自分を見極め、研究して売り込んでみようよ
30 歳になるからあきらめるなんて、まだ早いでしょう。俺なんか芽が出たのは34、5歳だったからね。ただ、世の中には漫画家志望の絵が上手い人はたくさんいるから、個性のない漫画を描いててもだめなんですよ。俺はさ、絵が上手くないの。だから、ストーリーの面白さを認めてくれると見込んだ一誌に絞って持ち込んだんだよね。あなたも、自分の作風に合う雑誌の傾向をよく調べて、そこの編集者に喜ばれるような作品を持ち込んでみるといいですよ。

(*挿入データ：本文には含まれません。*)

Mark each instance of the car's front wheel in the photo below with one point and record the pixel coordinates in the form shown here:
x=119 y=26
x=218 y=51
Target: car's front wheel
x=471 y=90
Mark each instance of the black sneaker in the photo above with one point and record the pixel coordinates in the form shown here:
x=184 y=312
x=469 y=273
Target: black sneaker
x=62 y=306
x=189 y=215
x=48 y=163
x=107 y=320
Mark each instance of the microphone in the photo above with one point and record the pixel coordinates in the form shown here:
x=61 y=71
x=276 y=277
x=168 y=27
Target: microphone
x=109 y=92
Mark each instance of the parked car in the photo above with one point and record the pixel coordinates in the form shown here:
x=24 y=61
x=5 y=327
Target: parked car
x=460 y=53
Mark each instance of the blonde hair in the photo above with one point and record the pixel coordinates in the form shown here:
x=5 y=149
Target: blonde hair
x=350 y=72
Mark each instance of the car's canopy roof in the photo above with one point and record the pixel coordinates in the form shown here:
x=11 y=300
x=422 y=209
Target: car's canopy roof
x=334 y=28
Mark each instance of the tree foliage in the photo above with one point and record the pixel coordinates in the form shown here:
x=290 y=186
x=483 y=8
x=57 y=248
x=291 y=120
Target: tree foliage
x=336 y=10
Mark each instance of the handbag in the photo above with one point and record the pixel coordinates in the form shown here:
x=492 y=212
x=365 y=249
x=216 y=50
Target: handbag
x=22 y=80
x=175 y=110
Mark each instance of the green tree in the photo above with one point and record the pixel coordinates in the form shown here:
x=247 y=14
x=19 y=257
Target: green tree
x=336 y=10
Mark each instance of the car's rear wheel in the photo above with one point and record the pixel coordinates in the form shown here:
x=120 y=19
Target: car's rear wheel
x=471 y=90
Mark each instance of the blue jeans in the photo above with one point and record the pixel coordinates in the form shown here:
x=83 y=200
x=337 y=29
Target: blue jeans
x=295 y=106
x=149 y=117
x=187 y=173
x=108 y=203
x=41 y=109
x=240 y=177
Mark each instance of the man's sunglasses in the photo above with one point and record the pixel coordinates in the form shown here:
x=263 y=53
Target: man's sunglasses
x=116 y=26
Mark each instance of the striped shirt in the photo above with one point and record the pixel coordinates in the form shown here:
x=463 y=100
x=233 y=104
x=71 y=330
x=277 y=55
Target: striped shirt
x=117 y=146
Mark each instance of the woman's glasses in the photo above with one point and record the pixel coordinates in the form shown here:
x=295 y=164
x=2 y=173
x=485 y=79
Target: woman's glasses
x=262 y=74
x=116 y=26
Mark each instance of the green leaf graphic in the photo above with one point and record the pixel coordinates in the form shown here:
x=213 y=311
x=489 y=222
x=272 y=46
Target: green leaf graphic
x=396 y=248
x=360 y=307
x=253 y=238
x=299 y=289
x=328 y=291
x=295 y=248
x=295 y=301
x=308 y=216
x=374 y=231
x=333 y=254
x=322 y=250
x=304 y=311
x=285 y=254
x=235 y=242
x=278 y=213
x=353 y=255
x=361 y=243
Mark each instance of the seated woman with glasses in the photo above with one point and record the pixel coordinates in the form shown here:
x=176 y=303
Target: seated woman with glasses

そして、自分のことばかり主張しないで、編集者の話をよく聞くことです。編集者は大勢の読者に喜ばれることを考えてアドバイスをくれるわけだから、そこに自分の特徴をはめ込んでいくテクニックも必要。何度も描き直して持ち込むうち、相手も情がわくだろうしね。漫画に限らず、お笑い芸人でもなんでも同じ。なりたいものがあるなら、自分を受け入れてくれるところを見極めて研究して売り込まないとね。
無理と決めてしまうことほど愚かなことはない
俺の漫画が初めて掲載されたのは25歳のときだったんだけど、それからずっと漫画の仕事がなくてね。嫁さんと子どもがいたから、サラリーマンになって営業やってたの。漫画は細々と描き続けていたけど、だんだん描く気が失せてきて、あなたみたいに漫画家になるのをあきらめかけていた時もある。でもね、33歳の時、俺の漫画を学生時代に見てファンだったという若い編集者から電話があって、連載を描くチャンスがやってきたんですよね。
それは無名の雑誌で、しかも2カ月に1回の連載だったけど、そのチャンスを絶対に逃すまいと思って、俺はそのとき、8年続けたサラリーマンをきっぱり辞めたんです。「漫画がダメならこっちがある」と思いたくなかったから。なんか、あなたは「漫画が無理なら結婚で、それが無理なら就職で」と、どれもこれもできない前提で考えている気がするんです。自分で無理と決めつけてしまうことほど、愚かなことはないと思うんですよ。そして、一番の望みは漫画家になることなのか、恋人ができることなのか。ひとつにバシッと決めて逃げないほうがいいよ。
もうひとつ、自分にチャンスが巡ってくるようにするのも大事で、それは単なる偶然じゃなく、ささいなことの積み重ねだと思うんですよ。例えば、俺の漫画が最初の雑誌に掲載されてたころ、「サイン会を開きたい」って頼まれると、それが地方の学生でも断わりきれんでね。どこでも行ったんですよ。そのときの学生が、後に仕事をする立場になったら声をかけてくれる、なんてこともあるわけです。小さなことでも、人とのつながりや、信用してもらうことを大切にしないとね。信用できない人に仕事は来ないから。
俺はそうやって、漫画だけでなく、東京に出て来た時からの「映画監督になりたい」という夢もかなえたんです。57歳になってようやくね。ことあるごとに「映画を撮りたいんです」と言い続けていたら、小さな短編映画をつくるチャンスが巡ってきた。そんなふうに、あきらめなければ、いつどういう形で夢がかなうかはわからないんですよ。漫画家になりたいと思うのなら、無理にあきらめようとしなくたっていいじゃないですか。夢を追っていれば、アルバイトであっても関係ないことですよ。